Maurício Gomes Coelho é outra figura notável no esquema investigado. Ele é apontado como sócio-administrador da MK Serviços, Construções e Transporte Escolar, “empresa com importância central na investigação”.
O que dizem os municípios
Citados no inquérito da Polícia Federal, Canindé, Choró, Madalena, Mombaça, Monsenhor Tabosa, Nova Russas, Pindoretama, Quiterianópolis, Quixeramobim, Tabuleiro do Norte e Tururu foram buscados pelo PontoPoder para mais esclarecimentos. Foram questionados sobre a liquidação das emendas pelo Governo Federal, a prestação de contas e a aplicação do dinheiro. Até o momento, só houve resposta de Nova Russas e Monsenhor Tabosa
O mesmo foi feito com os municípios de Fortim e Crateús, mas também não houve retorno. Já Baixio e Madalena foram questionados anteriormente pelo PontoPoder sobre a citação na investigação. A reportagem tentou contato com as duas prefeituras, mas não teve sucesso.
O espaço também segue aberto para as pessoas citadas cuja defesa não foi localizada.
Restos a pagar
Nem só de emendas individuais os municípios cearenses foram beneficiados. Aquelas de caráter coletivo, sejam obrigatórias (de bancada) ou não, também podem ser rateadas com entes menores. Todas elas têm um prazo para empenho e pagamento. Se as transferências não ocorrerem até o fim do exercício orçamentário de referência, são inscritas como restos a pagar (RAPs).
É o caso de emendas coletivas não obrigatórias, como as de relator (RP9) e de comissão (RP8). Júnior Mano foi um dos deputados cearenses que pediram para resgatar, dessas fontes, pagamentos pendentes entre 2020 e 2023, para 12 municípios.

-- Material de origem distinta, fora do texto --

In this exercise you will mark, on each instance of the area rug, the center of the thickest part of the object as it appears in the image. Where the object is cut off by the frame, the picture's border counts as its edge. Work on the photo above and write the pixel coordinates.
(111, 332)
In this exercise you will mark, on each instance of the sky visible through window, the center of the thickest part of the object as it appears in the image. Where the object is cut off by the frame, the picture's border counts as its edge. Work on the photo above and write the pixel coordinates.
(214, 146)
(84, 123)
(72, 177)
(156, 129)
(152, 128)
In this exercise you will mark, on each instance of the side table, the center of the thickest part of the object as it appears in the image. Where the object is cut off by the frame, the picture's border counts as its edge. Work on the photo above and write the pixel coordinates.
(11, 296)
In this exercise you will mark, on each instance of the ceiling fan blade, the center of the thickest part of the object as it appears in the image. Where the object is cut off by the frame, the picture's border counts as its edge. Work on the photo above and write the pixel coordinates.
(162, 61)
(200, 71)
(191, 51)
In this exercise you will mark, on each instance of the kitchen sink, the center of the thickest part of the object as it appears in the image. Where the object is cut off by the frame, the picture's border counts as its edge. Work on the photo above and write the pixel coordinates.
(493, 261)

Entre 25 de abril e 1º de julho deste ano, ele pediu para recuperar R$ 124.063.593,44 em emendas RP9 dos Orçamentos de 2020 a 2022 e RP8 dos Orçamentos de 2023 e 2022. A solicitação foi feita à Comissão Mista de Orçamento do Congresso.
O prazo para pagamento dos RAPs foi prorrogado por decreto em 2023, valendo até dezembro de 2024. Contudo, o ministro Flávio Dino, do STF, chegou a suspender os repasses no âmbito do processo sobre a regularidade das emendas parlamentares, embaralhando os prazos.
Uma proposta relatada pelo deputado cearense Danilo Forte (União) e sancionada em março deste ano pelo presidente Lula (PT) ampliou a vigência. Agora, o prazo para liquidação de restos a pagar não processados se estende até o fim de 2026.
A lei faz uma ressalva sobre as obras e serviços financiadas com esses recursos que estejam sob investigação ou apresentem indícios de irregularidade no Tribunal de Contas da União (TCU).
O que diz Júnior Mano sobre as investigações
Em nota sobre a investigação, a assessoria do político afirma que ele não tem participação em processos licitatórios, ordenação de despesas ou fiscalização de contratos administrativos.
"Como parlamentar, o deputado não exerce qualquer função executiva ou administrativa em prefeituras, não participa de comissões de licitação, ordenação de despesas ou fiscalização de contratos administrativos."
O comunicado ainda diz que Júnior confia nas instituições, em especial no Judiciário e na PF, e reitera "o compromisso com a legalidade, a transparência e o exercício probo da função pública".
Por fim, afirma que o parlamentar tem plena convicção de que "a verdade dos fatos prevalecerá, com o completo esclarecimento das circunstâncias e o reconhecimento de sua correção de conduta."